Encontrei o Nê há uns 12 anos, naquela festa do Culto à Ciência no Ginásio da Unicamp, a maior que conseguiram fazer até agora. Estão preparando outra, mas acho que essa será no próprio colégio, que é o lugar certo. Nê estava estranho, pensei que seria mais efusivo ao me encontrar, mas foi meio frio pro meu gosto, a gente não se via há décadas. Perguntei onde ele andava e ele disse “Sorocaba, aparece por lá um dia” e sumiu. Contei esse fato a uma amiga dos botecos da vida que encontrei naquela festa e ela me disse: “Virou médico, né?”

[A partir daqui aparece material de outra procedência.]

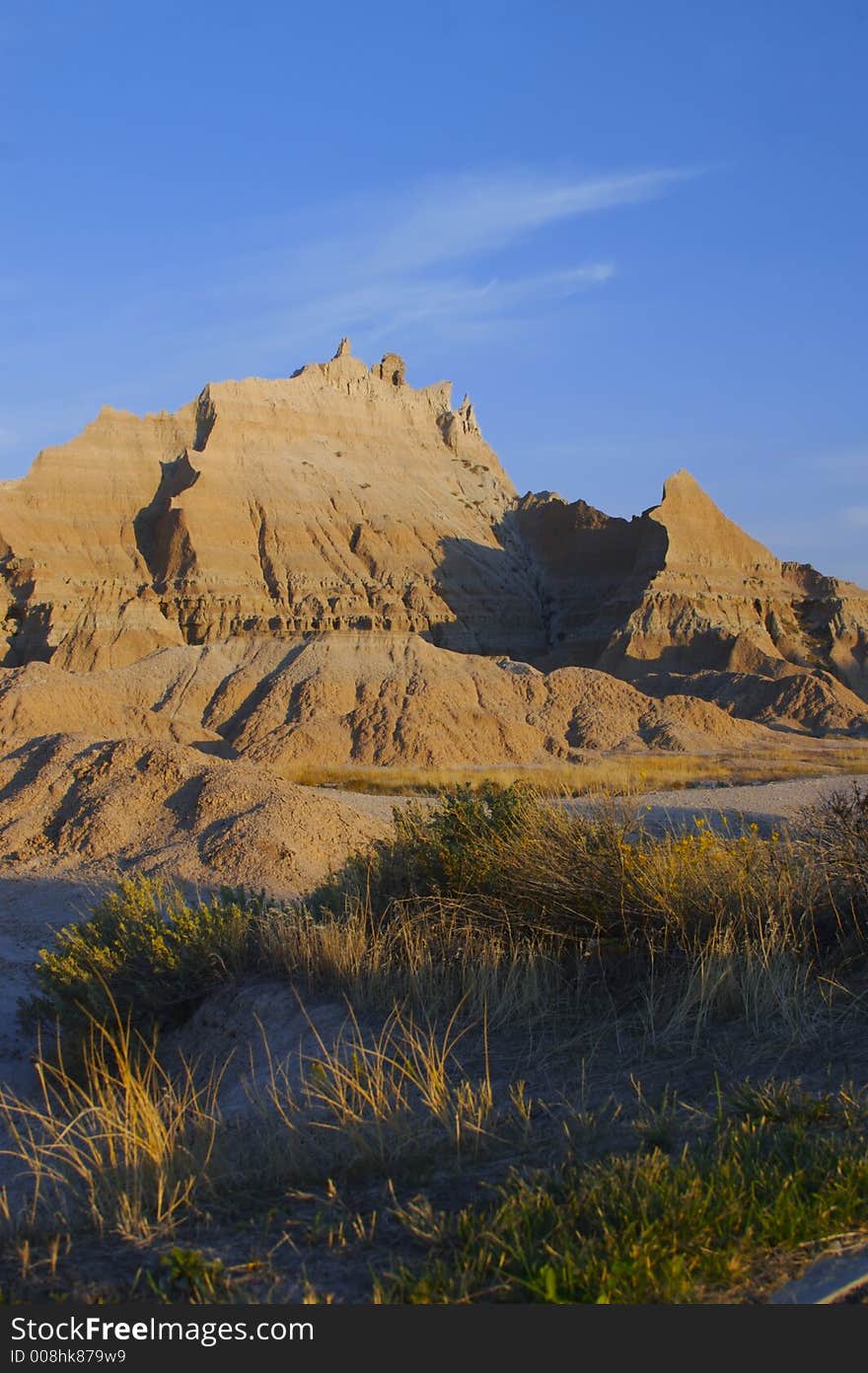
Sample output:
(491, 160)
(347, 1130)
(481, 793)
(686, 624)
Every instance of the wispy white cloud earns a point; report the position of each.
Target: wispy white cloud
(426, 254)
(466, 216)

Discordei dela, não na hora, mas depois, quando me lembrei do Plínio Amaral. Tricolor de coração, Plinião era um desenhista enorme. Nos dois sentidos, pois sempre foi gordinho, o que o atrapalhava enormemente nas aulas do seu Stuchi, de educação física e no futebol, que a gente sempre jogava depois da aula, às vezes até escurecer, no campo que havia onde hoje está o anfiteatro do Culto à Ciência. Mas ele desenhava com uma facilidade tão grande que eu morria de inveja. Plinião se formou médico e a gente se reencontrou no City Bar, séculos depois, ele casado com a Suzana, que trabalhava na Prefeitura à época e era colega de trabalho e amiga da minha então mulher. Ficamos amigos então, de novo, em meio a grandes noitadas regadas a cerveja e muito papo. Tenho até hoje, completamente amarelado pelo tempo, um retrato meu que ele desenhou num pedaço de papel na mesa do bar. Colei num papelão, plastifiquei, mas que nada, o tempo está comendo o coitado como um retrato de Dorian Gray sem o efeito mágico de manter o original sempre jovem.
Há um comentário na poesia que Contente escreveu em forma de crônica para o blog. A autora é Marisa Lage. Na verdade ela me mandou um e-mail que eu transformei em comentário do blog. Marisa parece que mora em Porto Velho (RO) e eu a descobri há alguns anos, ou ela me descobriu, já que andei exposto por aí quando escrevia a coluna de política no Correio. Marisa eu conheci já no clássico do Culto à Ciência. Morena de cabelos pintados de loiro, alisados acho eu, era bonita e se sentava ao meu lado na classe. E eu ficava admirando suas pernas em quase todas as aulas, ela que vestia sempre uma mini-saia das mais generosas em 1968, quando essa moda estava no auge. Fizemos Otelo de Shakespeare, mas isso é outra história que pode render várias crônicas. Ela era Desdêmona, a amada do herói mouro e eu Brabâncio, seu pai (dela, não do mouro). Foi um carreira artística curta, mas repleta de emoções, como vocês saberão quando essa nostalgia toda voltar a me encontrar ao lado de uma garrafa de Baron d’Arignac, vinho francês barato, mas muito bom, como quase todos os vinhos daquele pedaço da Europa.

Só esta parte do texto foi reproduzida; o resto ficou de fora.